(To listen to while you read this: The Blue Mask.) New York City helped to define who Lou Reed was, but since I first became aware of him in the mid-seventies, Lou Reed played a big part in defining what New York City was to me. It’s difficult for me to picture the city without him.
The possibility of actually seeing him in public there was part of the fun. Once, while my wife and I were attending the lesser-known Shakespeare play “Corialanus” at the BAM Harvey theater, I went to the men’s room during the intermission, and on my way out there was a line of guys waiting to get in, with Lou halfway back in the line.
My better Lou story took place at Rudy’s Music Stop somewhere in the mid-eighties. 48th street was known for its music stores, and while there were big famous ones like Sam Ash and Manny’s, when I worked near that neighborhood and was in a band I usually went to Rudy’s Music Stop, a smaller one, to get guitar strings and so forth. They specialized in Schecter guitars, one of which I had (and still have), and Reed was Schecter’s most famous customer. One day on my lunch break I went there to look at some pickups I was thinking of adding to my guitar, and Reed was sitting on a fold-up chair, alone in a store that would have been crowded with seven people in it. You know how sometimes you see a celebrity in day-to-day life and you’re not sure whether it’s really the person you think it is? With Lou Reed, there was absolutely no question who was sitting there with a black T-shirt and black jeans faded to two different shades of gray.

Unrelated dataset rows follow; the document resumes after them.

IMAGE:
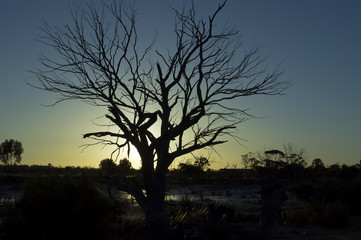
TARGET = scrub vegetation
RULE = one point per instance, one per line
(84, 203)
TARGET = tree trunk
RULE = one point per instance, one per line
(156, 221)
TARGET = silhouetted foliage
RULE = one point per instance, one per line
(59, 208)
(10, 152)
(186, 90)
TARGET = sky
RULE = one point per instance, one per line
(316, 42)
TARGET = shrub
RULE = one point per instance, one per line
(59, 208)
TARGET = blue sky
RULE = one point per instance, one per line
(318, 43)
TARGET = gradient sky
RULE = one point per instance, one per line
(318, 43)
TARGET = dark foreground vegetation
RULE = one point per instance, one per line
(83, 203)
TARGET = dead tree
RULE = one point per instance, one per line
(187, 91)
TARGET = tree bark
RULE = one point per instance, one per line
(156, 221)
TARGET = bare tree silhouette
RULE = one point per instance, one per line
(186, 91)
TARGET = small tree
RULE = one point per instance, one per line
(10, 152)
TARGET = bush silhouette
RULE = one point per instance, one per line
(58, 208)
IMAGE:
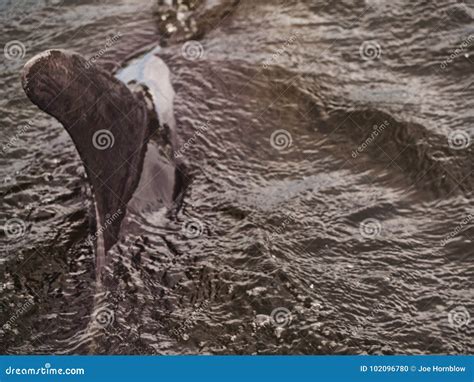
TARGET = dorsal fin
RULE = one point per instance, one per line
(107, 122)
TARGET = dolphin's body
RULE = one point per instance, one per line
(111, 125)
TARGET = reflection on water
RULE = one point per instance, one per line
(287, 242)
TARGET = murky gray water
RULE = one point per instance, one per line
(329, 206)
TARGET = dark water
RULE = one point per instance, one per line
(329, 206)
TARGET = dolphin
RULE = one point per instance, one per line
(123, 128)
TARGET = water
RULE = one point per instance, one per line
(333, 164)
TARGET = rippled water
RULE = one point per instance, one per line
(329, 205)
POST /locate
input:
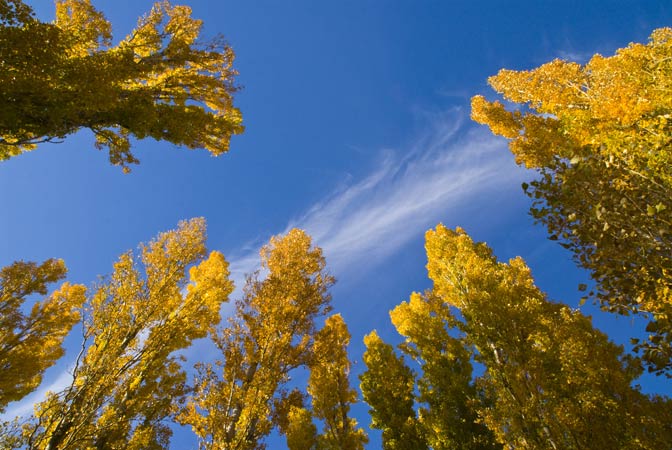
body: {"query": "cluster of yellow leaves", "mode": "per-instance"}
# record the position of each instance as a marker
(127, 380)
(550, 379)
(599, 135)
(270, 334)
(30, 343)
(161, 81)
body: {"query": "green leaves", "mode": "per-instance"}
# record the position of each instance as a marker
(598, 136)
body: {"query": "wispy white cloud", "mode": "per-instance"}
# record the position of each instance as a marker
(408, 191)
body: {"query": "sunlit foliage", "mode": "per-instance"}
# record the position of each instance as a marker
(161, 81)
(599, 136)
(550, 379)
(270, 334)
(127, 382)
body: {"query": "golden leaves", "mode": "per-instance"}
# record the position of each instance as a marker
(160, 82)
(599, 137)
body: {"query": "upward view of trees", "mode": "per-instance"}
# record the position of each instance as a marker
(599, 137)
(161, 81)
(486, 360)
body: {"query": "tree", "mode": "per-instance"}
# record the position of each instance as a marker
(31, 342)
(128, 381)
(599, 136)
(329, 388)
(551, 380)
(270, 334)
(388, 387)
(161, 81)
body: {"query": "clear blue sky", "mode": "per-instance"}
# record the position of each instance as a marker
(357, 116)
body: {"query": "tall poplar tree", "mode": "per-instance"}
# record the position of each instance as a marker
(161, 81)
(270, 334)
(128, 382)
(31, 342)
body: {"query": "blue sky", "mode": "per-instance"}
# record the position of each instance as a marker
(358, 130)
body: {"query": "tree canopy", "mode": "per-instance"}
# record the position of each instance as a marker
(599, 136)
(161, 81)
(550, 379)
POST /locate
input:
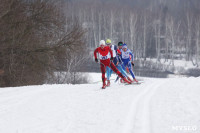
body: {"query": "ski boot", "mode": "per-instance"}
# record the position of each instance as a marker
(104, 86)
(130, 80)
(136, 80)
(126, 80)
(121, 80)
(108, 83)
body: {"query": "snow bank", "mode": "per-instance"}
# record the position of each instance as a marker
(156, 106)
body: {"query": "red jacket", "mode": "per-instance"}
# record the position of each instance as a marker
(103, 53)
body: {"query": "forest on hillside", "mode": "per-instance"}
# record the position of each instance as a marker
(158, 29)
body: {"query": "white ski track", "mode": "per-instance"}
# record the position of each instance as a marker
(138, 118)
(155, 106)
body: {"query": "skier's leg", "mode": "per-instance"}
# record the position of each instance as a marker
(113, 67)
(103, 75)
(108, 73)
(131, 71)
(119, 67)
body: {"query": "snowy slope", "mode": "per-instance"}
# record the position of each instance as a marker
(156, 106)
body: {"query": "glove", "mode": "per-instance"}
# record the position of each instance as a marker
(132, 63)
(111, 58)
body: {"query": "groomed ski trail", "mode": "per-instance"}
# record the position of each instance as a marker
(138, 118)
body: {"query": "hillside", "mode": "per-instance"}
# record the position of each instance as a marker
(156, 106)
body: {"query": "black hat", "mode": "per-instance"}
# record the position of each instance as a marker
(120, 43)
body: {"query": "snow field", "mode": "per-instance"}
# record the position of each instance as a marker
(155, 106)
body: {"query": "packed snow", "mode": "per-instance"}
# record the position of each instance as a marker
(169, 105)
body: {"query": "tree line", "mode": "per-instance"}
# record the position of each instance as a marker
(152, 28)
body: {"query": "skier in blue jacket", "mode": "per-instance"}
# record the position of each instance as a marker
(116, 61)
(126, 54)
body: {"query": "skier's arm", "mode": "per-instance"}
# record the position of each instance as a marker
(110, 53)
(132, 56)
(95, 54)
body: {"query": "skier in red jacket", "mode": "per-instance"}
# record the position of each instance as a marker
(106, 57)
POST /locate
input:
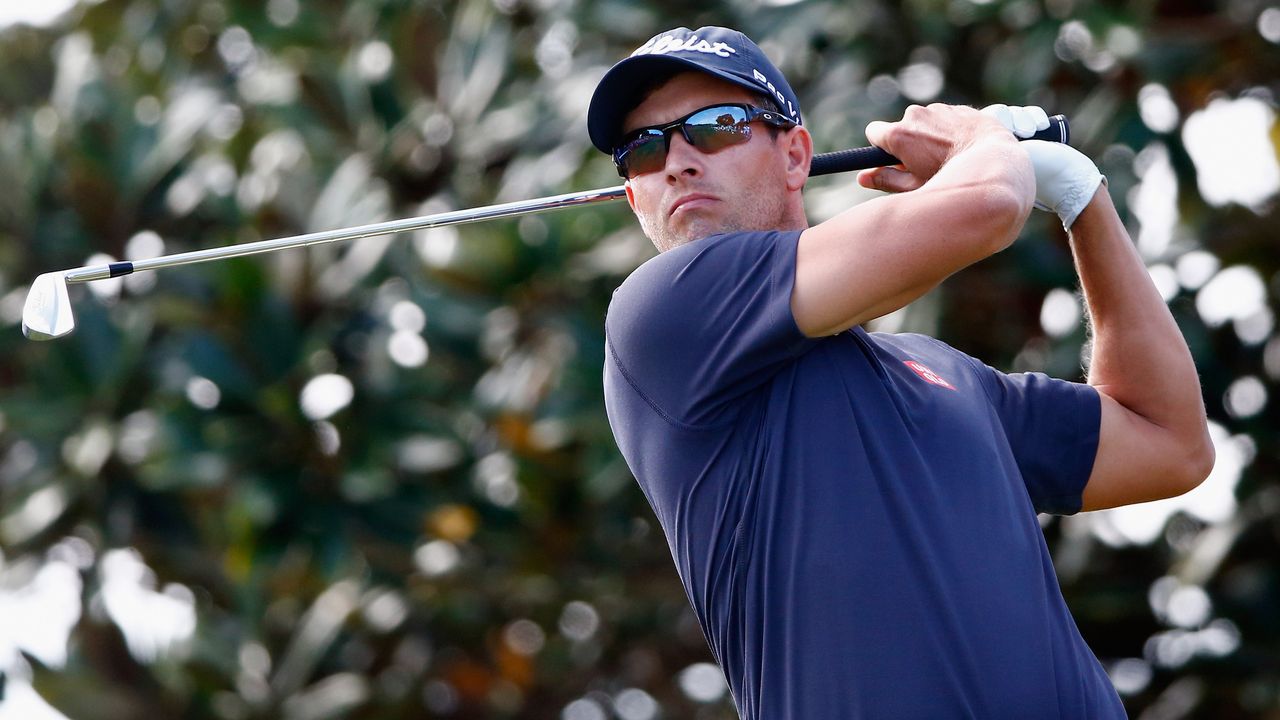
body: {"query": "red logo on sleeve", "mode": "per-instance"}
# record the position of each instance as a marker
(929, 376)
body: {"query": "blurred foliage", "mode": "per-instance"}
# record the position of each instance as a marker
(380, 473)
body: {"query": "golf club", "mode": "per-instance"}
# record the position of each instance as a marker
(48, 311)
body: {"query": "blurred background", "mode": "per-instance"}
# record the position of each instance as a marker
(375, 481)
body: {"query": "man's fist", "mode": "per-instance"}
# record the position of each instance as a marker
(1065, 180)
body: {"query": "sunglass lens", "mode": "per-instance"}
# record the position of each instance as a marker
(717, 128)
(644, 153)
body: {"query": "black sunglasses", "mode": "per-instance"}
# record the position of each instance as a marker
(709, 130)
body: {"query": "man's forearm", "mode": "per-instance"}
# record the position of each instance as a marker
(1139, 356)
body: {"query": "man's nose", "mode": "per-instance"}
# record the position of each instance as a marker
(682, 158)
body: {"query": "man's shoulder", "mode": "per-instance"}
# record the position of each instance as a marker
(704, 261)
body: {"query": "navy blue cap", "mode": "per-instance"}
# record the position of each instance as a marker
(721, 51)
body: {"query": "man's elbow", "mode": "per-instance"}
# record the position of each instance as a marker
(1193, 465)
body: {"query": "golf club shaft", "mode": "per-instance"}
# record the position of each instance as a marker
(827, 163)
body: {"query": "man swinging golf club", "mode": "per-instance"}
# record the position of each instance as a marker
(851, 514)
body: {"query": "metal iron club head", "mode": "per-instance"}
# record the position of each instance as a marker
(48, 313)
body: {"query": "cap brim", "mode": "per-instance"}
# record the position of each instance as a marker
(618, 90)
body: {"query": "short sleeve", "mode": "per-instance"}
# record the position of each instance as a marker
(1052, 429)
(699, 327)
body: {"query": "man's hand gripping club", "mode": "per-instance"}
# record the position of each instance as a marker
(1065, 180)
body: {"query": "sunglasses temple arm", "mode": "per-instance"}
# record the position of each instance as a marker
(872, 156)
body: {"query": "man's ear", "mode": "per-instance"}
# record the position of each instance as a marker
(799, 147)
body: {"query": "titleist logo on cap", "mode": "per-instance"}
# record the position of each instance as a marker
(672, 44)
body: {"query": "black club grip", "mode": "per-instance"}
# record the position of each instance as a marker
(872, 156)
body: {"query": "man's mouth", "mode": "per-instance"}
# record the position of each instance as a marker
(690, 201)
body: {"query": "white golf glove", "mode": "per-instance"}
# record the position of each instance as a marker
(1065, 178)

I didn’t want to be a gushing fan boy and tried to act like a cool New York musician guy, with plenty of inspiration for this three feet away from me. There was an empty, open guitar case across the counter of the store’s main glass case, and I had to lean down to peer under it at the pickups that I was interested in, and Reed jumped up said “Oh, let me move that for you.” I guess he was waiting for them to do some work on the case’s contents in the back room; I took the opportunity to say that I had seen him the previous April at the Ritz (after it moved to the former Studio 54—it was his Blue Mask tour) and that he had an amazing band with him: Robert Quine, another hero of mine, on lead guitar; Fred Maher on drums, and Fernando Saunders on bass. Lou said “Thanks, man” and I left it at that.
I’ve certainly heard stories of him being an asshole to people, but I’ll never forget him jumping up to move his guitar case for me. I’ll also never forget how I found “White Light White Heat” in a local record store cutout bin when I was 16 and thought “this is Lou Reed’s old band, before he put out ‘Walk on the Wild Side’ and ‘Rock and Roll Animal’” and how I brought it home, put it on, and learned—as I learned from William Burroughs around the same time—that there was a much bigger world out there than I had imagined. And I’ll never forget how, since then, Reed put out enough great music to guarantee his historical importance even if there had never been a Velvet Underground: Street Hassle, The Blue Mask, Magic and Loss, and the solo albums before I discovered the Velvet Underground: Transformer, Coney Island Baby, Berlin, and all the ones in between. I saw him perform live four times, and he was always mesmerizing and always rocked very, very hard.
In the simplified history of rock and roll, Bob Dylan showed everyone that lyrics could be about more than cars, girls, and school. From his study with Delmore Schwartz at Syracuse University, Reed had already figured that much out, and when that background got paired with John Cale’s Lamont Young and John Cage influence in a loud dissonant band playing at Andy Warhol parties, it made people of that decade and every decade since rethink the possibilities of what rock and roll could be. Reed continued to produce great songs, lyrics, music, and guitar playing in each of those decades, and it’s sad to think that we in general and New York City in particular won’t have him anymore.